My dad worked in M&A for a long time and handled the sale of a plastic molding company where the owner was getting quite old and couldn't really run the business anymore. The company was extremely well established and had a very strong and loyal customer base and ran off a single manufacturing facility in a small town out in the boonies. The owner certainly wanted a fair value for the company but he also strongly desired that the plant be kept open and employees retain their positions. Adding this sort of a restriction on a company you're selling is possible - but it is hellishly expensive, generally you're considering adding some sort of third party oversight and auditing for all HR actions and business decisions. If you buy a company under these terms you can end up utterly destroying the company if supply chains shift - the local labour pool is unsustainable or a plethora of other reasons... And almost certainly this burden is mandatorily bundled with the company - so once you've rode the company value down a bit and are looking to get out all of the buyers will know how much of an impossible situation that company is in.

At the end of the day when you sell a company you are divorcing yourself from the future direction - you might be invited to stay on as an executive - and the new owners might listen to you... or they might not - that's entirely up to them. Any promises or commitments you've made as an executive are only as good as your word - and when you sell your company your word stops having any power (because you sold that power).

I would never shame someone who wanted to keep an ideal going from making an exit they personally need to make - always prioritize your health and happiness over any venture - but when you sell you're accepting the fact that at any moment the buyer may completely reverse the direction of the company.


  > Any promises or commitments you've made as an executive are only as good as your word - and when you sell your company your word stops having any power (because you sold that power).
one option i don't see discussed a lot is selling to your employees (converting to a coop, full esop etc)


I think this mostly goes against the idea that the owner wanted to exit with significant value in most cases. Companies (even small ones) can easily accrue a lot of value just reinvesting earnings over a moderate amount of time which is likely going to be out of reach of an employee collective or other local funding source.

For the company I was talking about above it definitely didn't have a local or particularly regular customer base - they were well known as a market leader but the sort of thing you might buy every few years at most.


As an employee, I don't think I'd ever want this.


Can you think of a notable example when they weren’t?


Anything bought by Microsoft in the past 10 years. Minecraft, Github, LinkedIn, all are better products today than they were at the time of sale.


You only just got under the wire with that 10-year cutoff; MS purchased Skype in May 2011.


> Minecraft

Take it back!

Seriously though, I remember MC before it was a kids game. It was already becoming one by the time Microsoft bought it, but since then almost every update has been gimmicks for kids. The world generation is still ridiculous (jungles next to arctics), the weather patterns are binary (hard rain, or nothing), and proximity chat is practically impossible.

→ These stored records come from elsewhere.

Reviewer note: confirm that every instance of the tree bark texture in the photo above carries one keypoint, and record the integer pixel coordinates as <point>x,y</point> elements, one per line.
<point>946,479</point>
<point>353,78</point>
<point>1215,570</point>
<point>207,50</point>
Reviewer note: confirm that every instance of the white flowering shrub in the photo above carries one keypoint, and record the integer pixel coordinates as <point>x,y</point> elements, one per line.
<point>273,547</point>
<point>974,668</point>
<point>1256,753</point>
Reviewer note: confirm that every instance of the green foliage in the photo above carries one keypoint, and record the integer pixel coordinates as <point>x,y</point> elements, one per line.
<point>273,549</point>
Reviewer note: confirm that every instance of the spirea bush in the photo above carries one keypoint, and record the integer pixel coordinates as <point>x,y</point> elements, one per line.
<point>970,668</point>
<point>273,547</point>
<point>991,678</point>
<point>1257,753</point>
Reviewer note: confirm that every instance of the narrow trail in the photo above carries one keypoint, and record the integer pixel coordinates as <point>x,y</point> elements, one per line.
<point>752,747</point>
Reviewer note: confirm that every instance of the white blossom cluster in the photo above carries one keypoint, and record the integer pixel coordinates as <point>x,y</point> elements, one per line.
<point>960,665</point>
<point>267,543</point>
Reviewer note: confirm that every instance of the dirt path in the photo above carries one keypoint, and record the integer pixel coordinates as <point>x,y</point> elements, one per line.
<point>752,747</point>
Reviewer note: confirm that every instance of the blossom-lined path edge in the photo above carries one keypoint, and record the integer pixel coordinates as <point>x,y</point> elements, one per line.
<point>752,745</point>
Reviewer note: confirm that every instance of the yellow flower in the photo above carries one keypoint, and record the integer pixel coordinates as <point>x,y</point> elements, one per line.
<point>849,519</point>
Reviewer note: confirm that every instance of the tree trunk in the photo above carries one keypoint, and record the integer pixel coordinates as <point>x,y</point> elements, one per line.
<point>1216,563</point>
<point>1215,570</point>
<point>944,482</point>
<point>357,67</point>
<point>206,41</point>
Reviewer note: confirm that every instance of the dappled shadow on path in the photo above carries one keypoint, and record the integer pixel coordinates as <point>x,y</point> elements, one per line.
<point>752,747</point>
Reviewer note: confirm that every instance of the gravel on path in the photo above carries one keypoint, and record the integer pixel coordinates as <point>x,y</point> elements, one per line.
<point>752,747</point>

They've made a lot of money off making it into a kids game, but I personally haven't been delighted by any updates since they took it over.


If it's any consolation, there are really good mods for proximity voice chat and jungles next to arctics is being fixed in the next major update.

I don’t quite agree that every update has been gimmicks for kids - I can’t really point to a “childish” new mechanic added. Maybe your perception of the game has changed?


Not sure if this goes for LinkedIn, but I agree with the others.


Sounds like the attention of those properties' users is worth more in some other metric than the maintenance/improvements cost in engineer time. I wonder what.


Minecraft drives actual profits on consoles - you have to subscribe to play with your friends. Some of these consoles (XBox) are even directly owned by MS.

Github is a massive piece in the developer ecosystem. It drives adoption of other MS products that can integrate with it, and generates a lot of goodwill towards MS.

LinkedIn, eh, that's probably the weakest property. On the other hand, it's massive in the enterprise space - again lots of goodwill, this time from "suits", and maybe some cool metrics about hiring.


Linkedin has premium account tiers for recruiters. Now I haven't seen any of the numbers, but the business model does pass the sniff test.


facebook, zuck took all the investor money but maintained all the control.


stackoverflow? I mean, there still are many people.


I think it’s still too early to judge the SO purchase, but I agree that it hasn’t been a problem so far.